[Disclaimer: This is a satirical news piece, just for fun, read at your own risk!]

Trump Cashing In: Rivaling Walmart as Retail Vendor

The perpetual presidential candidate is cashing in on his fame, hauling in the bucks whether elected or not.

From presidential underwear to a Trump Sex Manual, 45 is cashing in.

Addressing a studio audience at the Fox News facility in Palm Beach, FL Saturday night, Former President Donald J. Trump recorded an infomercial for what stands to be a profitable final eight weeks leading up to his presidential election against Democratic nominee Kamala D. Harris in November.

trump cashing in with trading cards.
Trump cashing in with “hefty” trading cards and much more.

“I’ve got fifty all-new stunning digital trading cards — it’s really something,” Trump said on air. “These cards show me dancing and even manhandling some pussy!” The cards, while having zero intrinsic value anywhere in the known world, sell for $99 apiece and stand to garner the 45th president a pretty penny.

“Buy 15 or more of the digital cards,” Trump boasted, and he would mail the purchaser a single physical trading card. Accompanying the physical card is a swatch of the “actual suit that I wore for the presidential debate, where I clobbered Sleepy Joe.” Said Trump: “I was gonna mail a piece of the original Cross, but that’ll have to wait…”

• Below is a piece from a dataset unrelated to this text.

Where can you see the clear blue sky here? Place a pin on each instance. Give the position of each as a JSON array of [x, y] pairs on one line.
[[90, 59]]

Trump said that if buyers purchased all 50 cards, he would send out a “pair of tighty-whities complete with a presidential semen sample.” And finally, those purchasing 75 of the non-existing cards will be invited to a dinner at his country club in Florida, where they will be wined and dined on Diet Cokes and Double Cheeseburgers. McDonald’s coupons are accepted, he said.

Trump next pulled out a hardbound volume of pictures of himself, a 360-page book called “Save America.” Trump called it “A MUST HAVE on U.S. History.” The book sells for $99 without his autograph and $499 with it. The photos include shots of Trump scolding the families of “losers and suckers” at Arlington National Cemetery and wrestling with unidentified women in the backseat of his presidential limousine during his presidency.

Profits from these various ventures go not to Trump’s 2024 campaign, but to Trump himself. Other merchandise on the auction block includes $399 gilded “No Surrender” sneakers, Trump brand Bibles, gold necklaces (“Particularly popular among inner city Negroes,” touts Trump), and even a Trump brand sex manual, called “Doin’ it Like The Donald,” which comes complete with artist’s renderings of the women in Trump’s life, in compromised positions. “If they won’t take it like a woman,” crowed Trump meaningfully, “then you gotta take it like a man!”

The infomercial also sold red felt MAGGOT hats and American flags. Trump has likewise profited by increasing membership fees at such institutions as Mar-a-Lago, where the current fee is $700,000. Said Trump philosophically: “You wanna play, you gotta pay.” And they do.